Architecture
Back in late September of last year, NVIDIA disclosed some information regarding its next generation GPU architecture, codenamed "Fermi". At the time, actual product names and detailed specifications were not disclosed, nor was performance in 3D games, but high-level information about the architecture, its strong focus on compute performance, and broader compatibility with computational applications were discussed.
We covered much of the early information regarding
Fermi in this article. Just to recap some of the more pertinent details found there, the GPU codenamed Fermi will feature over 3 billion transistors and be produced using TSMC's 40nm processes. If you remember, AMD's RV870, which is used in the ATI Radeon HD 5870, is comprised of roughly 2.15 billion transistors and is also manufactured at 40nm.
Fermi will be outfitted with more than double the number of cores as the current GT200, 512 in total. It will also offer 8x the peak double-precision compute performance as its predecessor, and Fermi will be the first GPU architecture to support ECC. ECC support will allow Fermi to compensate for soft error rate (SER) issues and also potentially allow it to scale to higher densities, mitigating the issue in larger designs. The GPU will also be execute C++ code.
During the GPU Technology conference that took place in San Jose, NVIDIA's CEO Jen-Hsun Huang showed off the first Fermi-based Tesla-branded prototype boards, and talked much of the compute performance of the architecture. Game performance wasn't a focus of Huang's speech, however, which led some to speculate that NVIDIA was forgetting about gamers with this generation of GPUs. That obviously is not the case, however. Fermi is going to be a powerful GPU after all. The simple fact of the matter is, NVIDIA is late with their next-gen GPU architecture and the company chose a different venue--the Consumer Electronic Show--to discuss Fermi's gaming oriented features.

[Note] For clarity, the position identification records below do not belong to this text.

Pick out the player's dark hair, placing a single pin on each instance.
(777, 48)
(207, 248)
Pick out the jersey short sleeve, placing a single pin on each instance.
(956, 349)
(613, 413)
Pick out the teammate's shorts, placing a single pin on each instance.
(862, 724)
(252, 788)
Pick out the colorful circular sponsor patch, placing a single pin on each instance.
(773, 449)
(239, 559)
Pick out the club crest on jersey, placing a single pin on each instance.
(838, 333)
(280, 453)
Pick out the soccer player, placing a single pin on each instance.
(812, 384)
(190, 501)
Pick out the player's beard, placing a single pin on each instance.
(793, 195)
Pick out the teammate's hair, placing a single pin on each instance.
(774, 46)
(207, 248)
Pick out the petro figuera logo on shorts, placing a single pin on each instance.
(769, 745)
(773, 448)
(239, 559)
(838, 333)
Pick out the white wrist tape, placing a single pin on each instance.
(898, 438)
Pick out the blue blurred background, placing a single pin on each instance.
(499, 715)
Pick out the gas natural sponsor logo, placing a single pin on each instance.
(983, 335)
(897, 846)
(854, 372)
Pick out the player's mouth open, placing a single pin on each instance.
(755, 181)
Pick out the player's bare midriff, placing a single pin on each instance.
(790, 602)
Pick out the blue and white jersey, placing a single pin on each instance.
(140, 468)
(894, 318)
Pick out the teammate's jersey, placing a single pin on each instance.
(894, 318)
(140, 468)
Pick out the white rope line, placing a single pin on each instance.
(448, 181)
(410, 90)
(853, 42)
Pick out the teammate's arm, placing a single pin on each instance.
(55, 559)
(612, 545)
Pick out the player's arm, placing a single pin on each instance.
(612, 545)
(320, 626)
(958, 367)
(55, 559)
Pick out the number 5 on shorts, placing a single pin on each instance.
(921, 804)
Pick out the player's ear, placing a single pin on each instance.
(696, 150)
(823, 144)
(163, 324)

With desktop oriented parts, Fermi-based GPUs will here on in be referred to as GF100. As we've mentioned in previous articles, GF100 is a significant architectural change from previous GPU architectures. Initial information focused mostly on the compute side, but today we can finally discuss some of the more consumer-centric details that gamers will be most interested in.
At the Consumer Electronics Show, NVIDIA showed of a number of
GF100 configurations,
including single-card, and 2-way and 3-way SLI setups in demo systems. Those demos, however, used pre-production boards that were not indicative of retail product. Due to this fact, and also because the company is obviously still working on feverishly on the product, NVIDIA chose NOT to disclose many specific features or speeds and feeds of GF100. Instead, we have more architectural details and information regarding some new IQ modes and geometry related enhancements.
Each GF100 GPU features 512 CUDA cores, 16 geometry units, 4 raster units, 64 texture units, 48 ROPs, and a 384-bit GDDR5 memory interface. If you're keeping count, the GT200 features 240 CUDA cores, 42 ROPs, and 60 texture units. The geometry and raster units, as they are implemented in GF100, are not in the GT200 GPU. The GT200 also features a wider 512-bit memory interface, but the need for such a wide interface is somewhat negated in GF100 in that the GPU uses GDDR5 memory which effectively offers double the bandwidth of GDDR3, clock for clock.
Features
Many of the new feature of GF100 are designed to increase geometric realism, while offering increased image quality, and of course high performance. One of the new capabilities that will be a part of the GF100, like other DirectX 11 class GPUs, is hardware accelerated tessellation.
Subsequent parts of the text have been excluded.